WHO agrees definition of airborne
22 April 2024
Source: [Global Health Now]
For the first time
The WHO and ~500 experts have reached a consensus about what it means for a disease to spread “through the air”—following years of bitter disagreements over technical questions and confusing public health conundrums, explains STAT.
Up until now, the WHO reserved the term “airborne” for select pathogens—like those that cause measles and tuberculosis—that are capable of floating through the air and infecting people across long distances.
Most respiratory pathogens were categorized as spreading via “droplet transmission.”
Consequences
As COVID-19 first emerged in 2020, health agencies were reluctant to use the term “airborne” due to its technical definition, explains CIDRAP.

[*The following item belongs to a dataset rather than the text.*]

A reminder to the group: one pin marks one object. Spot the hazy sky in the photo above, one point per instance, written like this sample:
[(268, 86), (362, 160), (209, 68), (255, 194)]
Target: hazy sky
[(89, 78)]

That led to confusion about how the virus spread—and critical delays in adopting masks and air filtration to prevent transmission.
Updated terms
In a new report, the WHO concludes that the term "through the air" can be used for infectious diseases where the main type of transmission involves "infectious respiratory particles" becoming airborne—regardless of droplet size or distance traveled.
The umbrella term now applies to COVID—but also influenza, MERS-CoV, and SARS.
Implications
The update will likely lead to significant changes around public health messaging—and could reset standards for prevention measures at health facilities, including the use of respirators or air filters.